StoryFile is one of countless companies offering “grief tech” products—from chatbots trained to sound like the deceased to three-dimensional holograms of lost loved ones. Grief tech is everywhere: the former CNN contributor Jim Acosta recently “interviewed” an AI-generated avatar of Joaquin Oliver, one of the seventeen victims of the 2018 school shooting in Parkland, Florida. Oliver was murdered at the age of seventeen; the interview aired on what would have been his 25th birthday. The 2019 film Star Wars: The Rise of Skywalker employed an AI version of the deceased actress Carrie Fisher for scenes with her character, Princess Leia. In 2020, Kanye West surprised his then-wife, Kim Kardashian, with a hologram of Kardashian’s father, who had died in 2003.

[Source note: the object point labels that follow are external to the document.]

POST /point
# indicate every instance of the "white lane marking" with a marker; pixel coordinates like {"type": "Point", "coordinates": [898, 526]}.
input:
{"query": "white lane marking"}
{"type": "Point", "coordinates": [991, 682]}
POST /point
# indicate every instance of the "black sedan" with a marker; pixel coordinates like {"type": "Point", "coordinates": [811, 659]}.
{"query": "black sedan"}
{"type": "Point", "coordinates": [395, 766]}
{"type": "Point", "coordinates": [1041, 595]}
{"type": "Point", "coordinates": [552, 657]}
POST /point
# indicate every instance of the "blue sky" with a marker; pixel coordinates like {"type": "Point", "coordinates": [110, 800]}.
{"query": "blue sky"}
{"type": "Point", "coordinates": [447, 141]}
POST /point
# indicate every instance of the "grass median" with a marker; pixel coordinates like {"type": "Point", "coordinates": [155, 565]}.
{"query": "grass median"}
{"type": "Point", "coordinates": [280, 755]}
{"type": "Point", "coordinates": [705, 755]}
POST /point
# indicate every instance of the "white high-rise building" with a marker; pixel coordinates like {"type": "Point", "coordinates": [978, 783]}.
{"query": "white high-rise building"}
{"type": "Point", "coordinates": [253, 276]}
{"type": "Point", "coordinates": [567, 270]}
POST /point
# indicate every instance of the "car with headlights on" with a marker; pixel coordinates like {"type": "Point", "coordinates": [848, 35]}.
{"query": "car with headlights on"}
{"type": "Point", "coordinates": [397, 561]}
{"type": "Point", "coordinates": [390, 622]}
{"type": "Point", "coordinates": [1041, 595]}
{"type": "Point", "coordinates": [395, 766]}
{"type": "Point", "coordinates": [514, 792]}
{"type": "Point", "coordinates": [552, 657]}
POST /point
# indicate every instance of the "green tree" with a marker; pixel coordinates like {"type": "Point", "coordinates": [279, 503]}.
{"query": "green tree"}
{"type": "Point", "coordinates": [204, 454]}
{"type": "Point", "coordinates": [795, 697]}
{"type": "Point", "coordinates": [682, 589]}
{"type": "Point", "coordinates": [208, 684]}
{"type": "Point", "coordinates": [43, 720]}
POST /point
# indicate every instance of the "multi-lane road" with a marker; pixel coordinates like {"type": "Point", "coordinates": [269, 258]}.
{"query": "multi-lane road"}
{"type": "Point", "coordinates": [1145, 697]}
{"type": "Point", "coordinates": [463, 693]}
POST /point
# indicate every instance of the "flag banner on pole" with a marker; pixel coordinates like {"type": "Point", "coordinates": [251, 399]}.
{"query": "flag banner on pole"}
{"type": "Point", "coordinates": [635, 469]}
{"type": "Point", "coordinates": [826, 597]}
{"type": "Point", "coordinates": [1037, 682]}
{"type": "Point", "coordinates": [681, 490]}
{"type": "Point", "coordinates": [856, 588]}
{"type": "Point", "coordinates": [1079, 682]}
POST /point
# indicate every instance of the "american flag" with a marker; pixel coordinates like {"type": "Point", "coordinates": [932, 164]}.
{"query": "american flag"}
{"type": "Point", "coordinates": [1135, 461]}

Debates over grief tech differ from those over AI “deepfakes,” though the technologies are functionally similar. The term “deepfake” refers to synthetic audio or video products that realistically mimic the likenesses or voices of real people, with the intent to deceive or manipulate. A deepfake of Martha Stewart might appear in a tacky video advertisement for nutritional supplements, without the real Martha Stewart ever knowing. Deepfakes can also be used in sophisticated crimes; in March 2019, the CEO of a UK-based energy firm was ordered over the phone, by a voice that sounded like that of his boss, to transfer hundreds of thousands of pounds to a company in Hungary. The “caller,” of course, was a deepfake.